A situação e o clima de caos na Venezuela refletem no aumento da violência no país. A capital Caracas permaneceu em primeiro lugar no ranking das 50 cidades mais perigosas do mundo em 2016, feito pela ONG mexicana Conselho Cidadão para a Segurança Pública e a Justiça Penal.

"Tenho muito medo de sair de casa porque é muito fácil ser atacado na rua. A onda agora é levar até as roupas e sapatos que você está vestindo", ressalta a técnica em turismo Sonia de Castro.

Além disso, a escassez de itens básicos como alimentos, papel higiênico e medicamentos assola o país.

"As pessoas não deixam os caminhões de lixo passar. Elas param os veículos para tentar encontrar comida no meio do lixo que os caminhões coletaram. São dezenas de pessoas: idosos de 60, 70 e 80 anos até crianças de um, dois anos", revela Sonia.

Parcialidade

Na última quarta-feira, três pessoas morreram na "mãe de todas as marchas" na capital, contra o governo de Nicolás Maduro, apontado pela maioria da população como o gerador da atual situação em que vive o país.

A técnica em turismo reclama da parcialidade da imprensa no país. "Aqui, a TV só traz os discursos de Maduro. Só conseguimos saber dos protestos pelas redes sociais".
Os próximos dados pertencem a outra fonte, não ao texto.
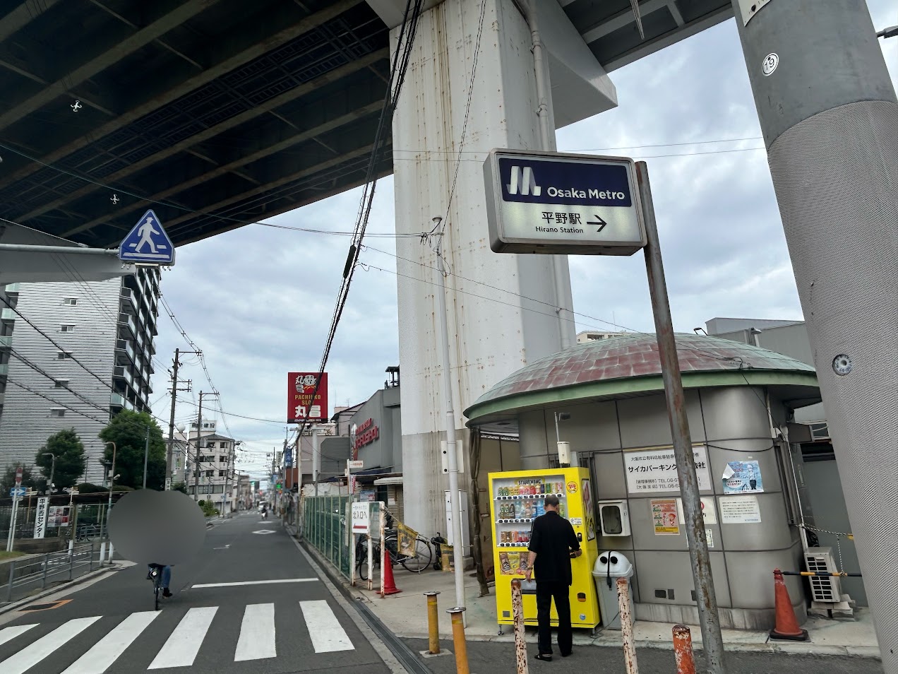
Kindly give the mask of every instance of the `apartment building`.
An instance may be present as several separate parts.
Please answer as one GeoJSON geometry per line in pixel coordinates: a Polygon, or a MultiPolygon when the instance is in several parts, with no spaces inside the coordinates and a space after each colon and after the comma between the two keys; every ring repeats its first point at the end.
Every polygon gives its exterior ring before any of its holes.
{"type": "Polygon", "coordinates": [[[149,410],[159,279],[158,270],[138,268],[105,281],[3,288],[0,468],[31,466],[50,435],[75,429],[84,479],[102,482],[101,430],[123,408],[149,410]]]}

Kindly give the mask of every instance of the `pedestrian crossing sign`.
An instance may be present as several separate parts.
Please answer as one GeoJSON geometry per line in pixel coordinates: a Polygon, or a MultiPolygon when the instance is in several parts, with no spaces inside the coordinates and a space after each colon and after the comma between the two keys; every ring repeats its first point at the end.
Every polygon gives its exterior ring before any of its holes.
{"type": "Polygon", "coordinates": [[[152,208],[141,216],[121,242],[119,259],[141,264],[174,264],[174,245],[152,208]]]}

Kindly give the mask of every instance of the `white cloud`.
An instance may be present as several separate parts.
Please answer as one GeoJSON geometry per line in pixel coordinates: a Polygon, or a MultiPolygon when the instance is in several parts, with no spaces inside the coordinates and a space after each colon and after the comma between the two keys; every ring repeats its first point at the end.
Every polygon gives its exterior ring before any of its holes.
{"type": "MultiPolygon", "coordinates": [[[[898,23],[890,0],[870,7],[877,29],[898,23]]],[[[883,40],[883,49],[895,77],[898,39],[883,40]]],[[[620,107],[561,129],[559,148],[630,152],[648,162],[676,329],[691,331],[716,315],[800,319],[765,154],[743,149],[762,142],[755,139],[761,130],[734,22],[616,71],[612,79],[620,107]],[[730,140],[739,138],[747,140],[730,140]],[[720,140],[729,142],[707,142],[720,140]],[[691,145],[677,145],[683,143],[691,145]],[[628,145],[659,146],[611,149],[628,145]]],[[[271,222],[349,231],[359,198],[354,190],[271,222]]],[[[392,232],[392,223],[388,178],[378,183],[369,232],[392,232]]],[[[389,237],[367,243],[395,253],[389,237]]],[[[246,226],[180,249],[178,265],[163,274],[165,297],[205,350],[224,410],[274,421],[227,418],[246,443],[240,466],[254,474],[264,474],[266,453],[284,439],[286,373],[318,367],[348,245],[345,236],[246,226]]],[[[383,385],[384,368],[399,362],[394,259],[367,250],[362,261],[387,271],[357,271],[328,367],[331,405],[366,399],[383,385]]],[[[641,255],[570,262],[576,310],[653,330],[641,255]]],[[[578,325],[609,328],[582,316],[578,325]]],[[[178,346],[188,348],[161,316],[158,358],[169,361],[178,346]]],[[[193,395],[208,390],[198,367],[182,375],[193,379],[193,395]]],[[[154,383],[161,396],[165,373],[157,372],[154,383]]],[[[167,418],[164,400],[154,412],[167,418]]],[[[186,419],[196,410],[180,404],[178,412],[186,419]]]]}

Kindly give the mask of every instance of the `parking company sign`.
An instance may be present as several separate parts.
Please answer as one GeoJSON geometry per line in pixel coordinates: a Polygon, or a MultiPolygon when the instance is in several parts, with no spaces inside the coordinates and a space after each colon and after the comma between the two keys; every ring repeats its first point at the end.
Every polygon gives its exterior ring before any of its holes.
{"type": "Polygon", "coordinates": [[[632,159],[493,150],[483,173],[497,253],[631,255],[646,245],[632,159]]]}

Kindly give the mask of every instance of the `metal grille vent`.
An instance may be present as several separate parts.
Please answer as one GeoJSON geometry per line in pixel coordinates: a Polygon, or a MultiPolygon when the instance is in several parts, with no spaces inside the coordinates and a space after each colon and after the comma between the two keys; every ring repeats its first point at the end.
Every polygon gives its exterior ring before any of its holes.
{"type": "MultiPolygon", "coordinates": [[[[805,553],[805,565],[817,573],[832,573],[836,570],[832,547],[809,547],[805,553]]],[[[809,576],[811,597],[814,601],[835,604],[841,601],[839,579],[832,576],[809,576]]]]}

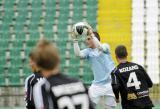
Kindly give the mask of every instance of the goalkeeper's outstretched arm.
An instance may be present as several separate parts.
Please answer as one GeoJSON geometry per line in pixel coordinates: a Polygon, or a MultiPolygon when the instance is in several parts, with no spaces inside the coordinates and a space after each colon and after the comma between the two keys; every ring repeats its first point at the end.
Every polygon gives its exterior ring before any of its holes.
{"type": "Polygon", "coordinates": [[[74,47],[74,54],[80,58],[85,58],[88,55],[88,50],[84,49],[84,50],[80,50],[79,45],[78,45],[78,40],[74,39],[74,43],[73,43],[73,47],[74,47]]]}

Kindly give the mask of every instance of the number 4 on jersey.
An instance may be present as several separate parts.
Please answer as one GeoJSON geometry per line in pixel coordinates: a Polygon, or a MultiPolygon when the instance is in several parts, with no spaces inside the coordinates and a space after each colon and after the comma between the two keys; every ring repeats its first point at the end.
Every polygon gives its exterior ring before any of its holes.
{"type": "Polygon", "coordinates": [[[127,87],[133,87],[134,86],[136,89],[140,89],[140,85],[141,85],[141,82],[138,81],[136,73],[135,72],[130,73],[129,79],[128,79],[128,82],[127,82],[127,87]]]}

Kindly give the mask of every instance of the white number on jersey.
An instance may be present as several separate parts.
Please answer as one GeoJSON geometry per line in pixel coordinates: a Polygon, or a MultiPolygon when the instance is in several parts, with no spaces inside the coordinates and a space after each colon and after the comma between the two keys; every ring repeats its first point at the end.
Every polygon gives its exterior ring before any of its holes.
{"type": "Polygon", "coordinates": [[[136,89],[140,89],[140,85],[141,85],[141,82],[138,81],[136,73],[131,72],[130,75],[129,75],[128,82],[127,82],[127,87],[133,87],[134,86],[136,89]]]}
{"type": "Polygon", "coordinates": [[[86,94],[74,95],[72,97],[64,96],[58,100],[59,109],[75,109],[76,105],[81,105],[82,109],[89,108],[89,99],[86,94]]]}

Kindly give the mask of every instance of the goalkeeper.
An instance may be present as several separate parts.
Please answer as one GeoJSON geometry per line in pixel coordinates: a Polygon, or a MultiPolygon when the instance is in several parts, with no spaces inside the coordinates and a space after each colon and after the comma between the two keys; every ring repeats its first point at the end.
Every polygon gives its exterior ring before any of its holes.
{"type": "MultiPolygon", "coordinates": [[[[92,102],[96,105],[100,98],[104,98],[105,109],[115,109],[116,101],[111,87],[111,71],[115,65],[111,58],[108,44],[100,43],[100,36],[97,32],[93,32],[92,28],[87,25],[88,29],[85,43],[86,49],[80,50],[78,39],[74,32],[74,53],[76,56],[87,59],[90,63],[94,80],[89,88],[89,94],[92,102]]],[[[78,31],[83,31],[83,27],[76,27],[78,31]]]]}

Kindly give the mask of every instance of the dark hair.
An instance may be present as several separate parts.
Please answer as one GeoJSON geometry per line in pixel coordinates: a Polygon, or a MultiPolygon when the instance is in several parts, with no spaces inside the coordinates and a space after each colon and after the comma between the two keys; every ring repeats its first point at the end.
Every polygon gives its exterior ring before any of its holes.
{"type": "Polygon", "coordinates": [[[94,33],[95,37],[100,41],[100,36],[99,36],[98,32],[93,32],[93,33],[94,33]]]}
{"type": "Polygon", "coordinates": [[[118,58],[126,58],[128,56],[127,49],[124,45],[118,45],[115,49],[115,54],[118,58]]]}
{"type": "Polygon", "coordinates": [[[32,59],[32,60],[35,60],[33,50],[29,53],[28,57],[29,57],[30,59],[32,59]]]}
{"type": "Polygon", "coordinates": [[[35,62],[40,69],[53,70],[60,62],[59,54],[53,44],[40,40],[34,48],[35,62]]]}

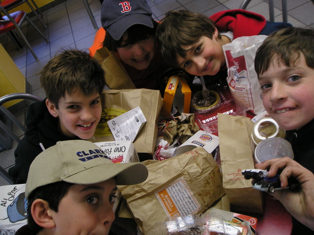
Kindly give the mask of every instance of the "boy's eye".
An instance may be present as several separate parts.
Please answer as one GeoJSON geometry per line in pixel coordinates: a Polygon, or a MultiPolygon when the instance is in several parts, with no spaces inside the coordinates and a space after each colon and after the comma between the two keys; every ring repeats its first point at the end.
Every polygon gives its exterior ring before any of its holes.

Ouça a reportagem da BandNews FM:



Evasão da população

Segundo um levantamento feito pela Universidade central da Venezuela, a situação de crise já levou mais de 2 milhões de pessoas a abandonarem o país nos últimos 15 anos.

A queda no preço do petróleo foi uma das responsáveis por enfraquecer as contas do governo e, com isso, desvalorizou a moeda do país. Com a cotação atual, US$ 1 corresponde a 10 bolívares, o que dificulta a importação de produtos que, em sua maioria, o país não é capaz de produzir.

Além disso, somado ao fato de que, segundo Sonia, o governo deixou de entregar os passaportes aos cidadãos, a questão financeira também impede que mais venezuelanos tenha condições de irem para outros países.

Futuro pessimista

O número de famílias que vivem abaixo da linha da pobreza na Venezuela já chega a 82% da população.

A previsão para o futuro continua pessimista. O Fundo Monetário Internacional (FMI) espera que a inflação chegue a 2,5 mil %, alcançando a marca de maior índice do mundo.